Topeka, Kansas Temporarily Changes Name To Google

Amy Rose Spiegel :: Wednesday, March 3rd, 2010 12:20 pm

On Monday, it was announced that Topeka, Kansas, is changing its name for a month.  Is the name change meant to honor a historical figure who hails from the Midwestern town?  Is it an homage to a groundbreaking event that took place in Topeka that changed the world for the better?  Well, not exactly.  Instead, Topeka is temporarily changing its name to, um, Google.

Although it might seem like an inventive advertising scheme (or maybe a creepy corporation/city hybrid like Disney’s Celebration, Florida), the name-change was done without any collaboration with Google itself.  In fact, the company’s spokespeople have declined to comment on the story.  In a strange inversion of the typical relationship between companies and the locales that display their advertisements, Topeka is using Google’s name and reputation to raise awareness about their town.
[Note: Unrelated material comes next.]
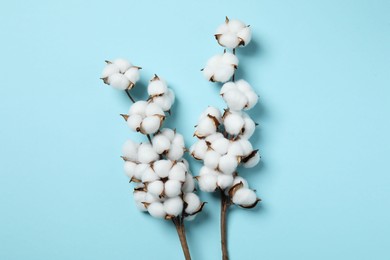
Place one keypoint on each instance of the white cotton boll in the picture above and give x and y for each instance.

Google recently announced it would be testing its “Fiber For Communities” program in at least one city, and Topeka is clearly vying for the spot.  The program will install incredibly fast Internet connections in the location selected.  The change in speed is allegedly about one hundred times faster than the average Internet connection, with data transfer rates at over one gigabyte a second.  Topeka is interested in becoming the test city in order to draw in young people and update its boring image.

In an article on, the mayor of Tope-…sorry, Google, Bill Bunten, describes his town as a lake-filled leader in the animal-food research market.  For some reason, this doesn’t seem to mesh with Google, the ultimate modern brand.  The name-change seems like a silly case of false advertising.  It’s illogical to slap a modern label on a sleepy Midwestern town in hopes that people won’t notice that the place itself is far from cutting-edge.  Maybe if the town focused on progressive industrial and cultural projects, they wouldn’t have to resort to corporate worship in order to get publicity.